Nach kurzer Zeit verfärben sich diese Früchte violett, bis diese
letztlich abfallen.
Die Weibchen legen ihre Eier direkt in die Früchte. Nachdem
die Raupen schlüpfen, beginnen diese sofort damit, sich ins
Fruchtfleisch zu bohren. Die nächste Generation wird zwischen Juli und
August aktiv. Auch diese legen wieder ihre Eier, und auch deren Larven
beginnen wieder, sich in die Früchte einzubohren.

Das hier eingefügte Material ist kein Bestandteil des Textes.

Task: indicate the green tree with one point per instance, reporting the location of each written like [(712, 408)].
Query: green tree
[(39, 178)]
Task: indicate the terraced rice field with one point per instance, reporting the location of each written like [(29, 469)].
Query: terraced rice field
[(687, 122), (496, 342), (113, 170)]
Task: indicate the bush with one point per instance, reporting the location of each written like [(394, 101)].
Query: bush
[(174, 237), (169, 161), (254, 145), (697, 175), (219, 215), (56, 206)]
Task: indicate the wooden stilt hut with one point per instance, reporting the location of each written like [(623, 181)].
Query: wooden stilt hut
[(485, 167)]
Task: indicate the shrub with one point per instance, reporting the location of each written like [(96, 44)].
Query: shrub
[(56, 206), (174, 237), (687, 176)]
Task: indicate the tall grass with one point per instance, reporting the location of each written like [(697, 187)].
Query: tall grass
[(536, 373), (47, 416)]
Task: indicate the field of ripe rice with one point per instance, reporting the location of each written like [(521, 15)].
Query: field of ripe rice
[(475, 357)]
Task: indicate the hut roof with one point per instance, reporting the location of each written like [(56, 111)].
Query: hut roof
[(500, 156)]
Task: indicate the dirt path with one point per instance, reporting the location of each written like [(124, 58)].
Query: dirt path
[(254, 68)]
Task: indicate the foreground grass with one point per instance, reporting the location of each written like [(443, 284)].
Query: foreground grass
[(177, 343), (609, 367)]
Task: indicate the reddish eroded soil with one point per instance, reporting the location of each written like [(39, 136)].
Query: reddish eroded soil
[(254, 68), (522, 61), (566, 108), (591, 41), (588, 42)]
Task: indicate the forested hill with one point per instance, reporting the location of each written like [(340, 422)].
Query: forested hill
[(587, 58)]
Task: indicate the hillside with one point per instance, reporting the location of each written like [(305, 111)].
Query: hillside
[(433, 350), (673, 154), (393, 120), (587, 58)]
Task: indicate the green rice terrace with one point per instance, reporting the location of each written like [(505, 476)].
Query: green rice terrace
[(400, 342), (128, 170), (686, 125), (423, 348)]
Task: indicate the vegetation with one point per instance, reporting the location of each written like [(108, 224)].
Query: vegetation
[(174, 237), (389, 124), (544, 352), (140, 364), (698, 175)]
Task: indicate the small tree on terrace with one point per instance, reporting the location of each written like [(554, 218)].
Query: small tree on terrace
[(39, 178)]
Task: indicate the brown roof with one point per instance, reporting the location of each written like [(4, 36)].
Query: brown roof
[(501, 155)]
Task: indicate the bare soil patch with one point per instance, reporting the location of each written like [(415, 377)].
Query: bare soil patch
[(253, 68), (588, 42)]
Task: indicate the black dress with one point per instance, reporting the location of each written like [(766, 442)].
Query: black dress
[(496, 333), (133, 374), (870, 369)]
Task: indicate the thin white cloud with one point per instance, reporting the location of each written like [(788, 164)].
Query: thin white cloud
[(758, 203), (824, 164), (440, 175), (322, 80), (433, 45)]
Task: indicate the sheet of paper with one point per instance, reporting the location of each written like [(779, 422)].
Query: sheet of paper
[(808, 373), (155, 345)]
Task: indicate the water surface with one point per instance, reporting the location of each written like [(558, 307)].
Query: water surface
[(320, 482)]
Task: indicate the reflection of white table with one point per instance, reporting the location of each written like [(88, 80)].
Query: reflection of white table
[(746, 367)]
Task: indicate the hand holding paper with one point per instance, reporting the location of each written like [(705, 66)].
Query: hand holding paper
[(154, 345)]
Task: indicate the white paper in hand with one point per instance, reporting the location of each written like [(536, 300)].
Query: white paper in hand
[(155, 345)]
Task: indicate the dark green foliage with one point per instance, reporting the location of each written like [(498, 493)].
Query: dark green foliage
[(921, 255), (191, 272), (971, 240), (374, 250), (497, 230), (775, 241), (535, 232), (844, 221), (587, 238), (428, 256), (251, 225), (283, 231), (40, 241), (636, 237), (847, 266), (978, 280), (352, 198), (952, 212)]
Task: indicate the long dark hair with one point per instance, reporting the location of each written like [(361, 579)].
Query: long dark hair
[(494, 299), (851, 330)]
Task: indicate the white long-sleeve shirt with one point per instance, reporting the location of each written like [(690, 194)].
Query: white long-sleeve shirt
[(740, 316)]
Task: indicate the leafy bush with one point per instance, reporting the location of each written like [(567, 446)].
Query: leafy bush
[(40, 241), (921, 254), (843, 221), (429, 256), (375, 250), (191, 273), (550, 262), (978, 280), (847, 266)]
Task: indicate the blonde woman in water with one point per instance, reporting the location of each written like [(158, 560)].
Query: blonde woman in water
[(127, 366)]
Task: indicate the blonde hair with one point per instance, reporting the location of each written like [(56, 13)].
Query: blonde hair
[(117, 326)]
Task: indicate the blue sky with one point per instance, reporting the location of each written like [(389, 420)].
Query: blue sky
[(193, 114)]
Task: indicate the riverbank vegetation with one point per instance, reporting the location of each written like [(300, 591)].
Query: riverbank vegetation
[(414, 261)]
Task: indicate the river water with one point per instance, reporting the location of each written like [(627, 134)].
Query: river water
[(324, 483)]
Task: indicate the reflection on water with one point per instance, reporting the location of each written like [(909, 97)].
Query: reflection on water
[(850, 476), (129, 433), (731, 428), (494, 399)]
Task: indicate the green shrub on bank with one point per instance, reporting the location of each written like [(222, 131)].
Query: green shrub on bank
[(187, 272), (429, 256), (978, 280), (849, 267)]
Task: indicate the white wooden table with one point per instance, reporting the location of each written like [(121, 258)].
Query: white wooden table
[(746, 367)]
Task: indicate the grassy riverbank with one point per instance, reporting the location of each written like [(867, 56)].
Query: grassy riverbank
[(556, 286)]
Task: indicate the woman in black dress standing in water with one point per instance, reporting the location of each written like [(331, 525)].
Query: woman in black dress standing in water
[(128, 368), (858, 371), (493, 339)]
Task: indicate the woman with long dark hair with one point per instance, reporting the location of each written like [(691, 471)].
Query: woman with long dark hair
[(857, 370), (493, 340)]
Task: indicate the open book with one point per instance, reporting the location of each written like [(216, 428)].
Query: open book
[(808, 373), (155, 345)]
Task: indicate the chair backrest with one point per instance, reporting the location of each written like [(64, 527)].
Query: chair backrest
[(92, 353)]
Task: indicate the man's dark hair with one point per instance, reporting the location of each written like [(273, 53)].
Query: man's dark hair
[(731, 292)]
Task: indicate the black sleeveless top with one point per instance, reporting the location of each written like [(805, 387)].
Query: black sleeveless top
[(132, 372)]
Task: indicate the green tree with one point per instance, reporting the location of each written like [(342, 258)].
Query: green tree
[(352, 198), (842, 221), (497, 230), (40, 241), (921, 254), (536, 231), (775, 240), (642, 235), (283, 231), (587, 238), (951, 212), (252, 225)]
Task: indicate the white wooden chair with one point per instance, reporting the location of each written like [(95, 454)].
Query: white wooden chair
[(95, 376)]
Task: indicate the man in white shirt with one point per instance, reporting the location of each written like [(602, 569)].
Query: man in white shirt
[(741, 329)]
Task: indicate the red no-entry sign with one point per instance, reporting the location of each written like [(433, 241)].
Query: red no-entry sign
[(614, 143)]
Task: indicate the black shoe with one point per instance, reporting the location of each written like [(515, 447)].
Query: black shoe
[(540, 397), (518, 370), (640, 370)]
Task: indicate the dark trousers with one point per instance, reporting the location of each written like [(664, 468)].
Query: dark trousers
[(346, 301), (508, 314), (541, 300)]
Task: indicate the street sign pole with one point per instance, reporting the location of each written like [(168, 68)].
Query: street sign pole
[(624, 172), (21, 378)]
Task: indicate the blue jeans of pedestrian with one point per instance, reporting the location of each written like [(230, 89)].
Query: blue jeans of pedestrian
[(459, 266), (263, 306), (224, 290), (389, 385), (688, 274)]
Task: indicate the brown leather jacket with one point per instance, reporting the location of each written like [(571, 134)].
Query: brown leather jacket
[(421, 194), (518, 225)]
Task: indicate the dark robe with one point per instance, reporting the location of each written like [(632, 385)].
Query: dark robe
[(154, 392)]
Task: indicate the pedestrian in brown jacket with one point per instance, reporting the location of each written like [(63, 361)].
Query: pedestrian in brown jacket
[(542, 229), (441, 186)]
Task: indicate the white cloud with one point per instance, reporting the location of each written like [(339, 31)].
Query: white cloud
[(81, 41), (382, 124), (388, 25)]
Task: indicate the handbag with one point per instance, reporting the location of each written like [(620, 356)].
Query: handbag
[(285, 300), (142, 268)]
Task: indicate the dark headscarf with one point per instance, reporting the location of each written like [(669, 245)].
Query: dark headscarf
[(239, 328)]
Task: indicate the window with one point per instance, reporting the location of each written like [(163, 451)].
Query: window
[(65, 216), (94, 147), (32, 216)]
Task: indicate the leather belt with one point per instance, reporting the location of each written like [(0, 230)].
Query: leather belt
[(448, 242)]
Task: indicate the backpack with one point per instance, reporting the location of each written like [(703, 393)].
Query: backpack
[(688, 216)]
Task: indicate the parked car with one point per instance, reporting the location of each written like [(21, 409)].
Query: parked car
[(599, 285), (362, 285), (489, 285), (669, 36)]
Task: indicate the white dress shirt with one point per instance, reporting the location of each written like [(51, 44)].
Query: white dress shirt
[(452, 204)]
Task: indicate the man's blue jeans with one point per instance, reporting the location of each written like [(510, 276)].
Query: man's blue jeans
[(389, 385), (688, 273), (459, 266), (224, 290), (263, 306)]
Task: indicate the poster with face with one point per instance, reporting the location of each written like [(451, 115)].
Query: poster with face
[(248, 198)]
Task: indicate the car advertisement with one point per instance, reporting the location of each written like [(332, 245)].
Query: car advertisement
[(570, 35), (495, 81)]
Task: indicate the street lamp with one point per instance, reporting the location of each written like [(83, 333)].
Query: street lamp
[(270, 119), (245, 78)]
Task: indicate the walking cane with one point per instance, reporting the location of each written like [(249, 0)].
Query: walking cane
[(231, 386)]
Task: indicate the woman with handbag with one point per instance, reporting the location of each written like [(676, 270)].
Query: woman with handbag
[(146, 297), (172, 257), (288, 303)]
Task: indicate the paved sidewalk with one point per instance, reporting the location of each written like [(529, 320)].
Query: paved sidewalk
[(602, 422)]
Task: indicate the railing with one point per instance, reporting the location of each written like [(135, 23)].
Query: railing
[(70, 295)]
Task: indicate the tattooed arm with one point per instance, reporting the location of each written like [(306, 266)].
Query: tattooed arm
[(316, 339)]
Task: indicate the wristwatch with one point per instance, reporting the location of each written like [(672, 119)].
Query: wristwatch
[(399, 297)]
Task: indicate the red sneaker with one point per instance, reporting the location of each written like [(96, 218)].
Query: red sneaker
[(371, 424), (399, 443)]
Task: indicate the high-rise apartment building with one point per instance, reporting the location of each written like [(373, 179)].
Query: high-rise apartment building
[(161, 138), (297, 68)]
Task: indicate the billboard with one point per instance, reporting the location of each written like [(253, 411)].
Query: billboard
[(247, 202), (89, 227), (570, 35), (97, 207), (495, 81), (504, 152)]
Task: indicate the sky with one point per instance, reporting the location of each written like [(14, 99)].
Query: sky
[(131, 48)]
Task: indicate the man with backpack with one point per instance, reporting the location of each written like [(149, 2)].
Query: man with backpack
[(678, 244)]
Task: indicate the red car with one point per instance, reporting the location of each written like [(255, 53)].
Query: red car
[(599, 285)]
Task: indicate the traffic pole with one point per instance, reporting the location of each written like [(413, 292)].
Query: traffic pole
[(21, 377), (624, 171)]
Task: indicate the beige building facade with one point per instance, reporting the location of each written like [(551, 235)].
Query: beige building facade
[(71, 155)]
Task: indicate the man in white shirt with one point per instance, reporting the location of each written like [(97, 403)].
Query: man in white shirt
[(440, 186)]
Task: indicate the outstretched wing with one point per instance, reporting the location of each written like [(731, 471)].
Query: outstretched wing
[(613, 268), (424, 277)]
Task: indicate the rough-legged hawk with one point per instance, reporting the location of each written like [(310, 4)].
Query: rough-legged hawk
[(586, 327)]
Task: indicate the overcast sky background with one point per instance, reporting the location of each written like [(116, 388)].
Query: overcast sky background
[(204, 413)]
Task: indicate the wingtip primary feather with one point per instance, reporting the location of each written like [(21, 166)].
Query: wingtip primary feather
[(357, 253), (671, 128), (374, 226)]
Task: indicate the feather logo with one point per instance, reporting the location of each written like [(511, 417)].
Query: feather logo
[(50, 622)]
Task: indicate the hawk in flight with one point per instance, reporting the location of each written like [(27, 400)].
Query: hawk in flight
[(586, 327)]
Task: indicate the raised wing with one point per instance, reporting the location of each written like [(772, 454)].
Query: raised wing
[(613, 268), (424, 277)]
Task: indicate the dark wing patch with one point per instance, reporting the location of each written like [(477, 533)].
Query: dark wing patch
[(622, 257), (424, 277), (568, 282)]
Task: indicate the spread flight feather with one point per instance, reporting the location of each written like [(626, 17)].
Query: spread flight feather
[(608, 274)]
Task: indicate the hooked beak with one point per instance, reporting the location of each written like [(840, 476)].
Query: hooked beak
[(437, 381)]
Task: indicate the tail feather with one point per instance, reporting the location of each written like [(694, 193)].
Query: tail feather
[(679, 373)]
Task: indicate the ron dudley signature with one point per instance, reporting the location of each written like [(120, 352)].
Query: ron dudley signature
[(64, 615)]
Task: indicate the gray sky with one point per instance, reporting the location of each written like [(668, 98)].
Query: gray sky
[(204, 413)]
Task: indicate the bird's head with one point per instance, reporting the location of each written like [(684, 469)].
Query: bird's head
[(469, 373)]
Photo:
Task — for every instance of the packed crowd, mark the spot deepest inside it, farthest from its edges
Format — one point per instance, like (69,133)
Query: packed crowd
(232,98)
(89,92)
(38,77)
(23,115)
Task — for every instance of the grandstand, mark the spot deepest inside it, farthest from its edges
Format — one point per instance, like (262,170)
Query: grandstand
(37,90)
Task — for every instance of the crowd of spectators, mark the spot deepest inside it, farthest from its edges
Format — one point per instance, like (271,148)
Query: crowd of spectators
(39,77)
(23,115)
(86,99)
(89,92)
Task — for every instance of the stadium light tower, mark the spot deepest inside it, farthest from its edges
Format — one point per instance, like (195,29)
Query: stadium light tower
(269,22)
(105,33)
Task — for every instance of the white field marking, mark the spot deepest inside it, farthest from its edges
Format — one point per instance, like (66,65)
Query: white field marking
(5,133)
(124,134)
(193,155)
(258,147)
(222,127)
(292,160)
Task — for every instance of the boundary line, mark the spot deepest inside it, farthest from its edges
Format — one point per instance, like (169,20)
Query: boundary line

Um sich gegen Pflaumenwickler bzw. Pflaumenmaden zu schützen,
sollten Sie bereits angebohrte Früchte entfernen und vernichten. Der
Handel bietet zudem Fallen speziell gegen Pflaumenmaden. Hierbei
handelt es sich in der Regel um Sexuallockstoffe, welche die Männchen
verwirren und diese auf eine Leimfläche locken, an welchen diese kleben
bleiben.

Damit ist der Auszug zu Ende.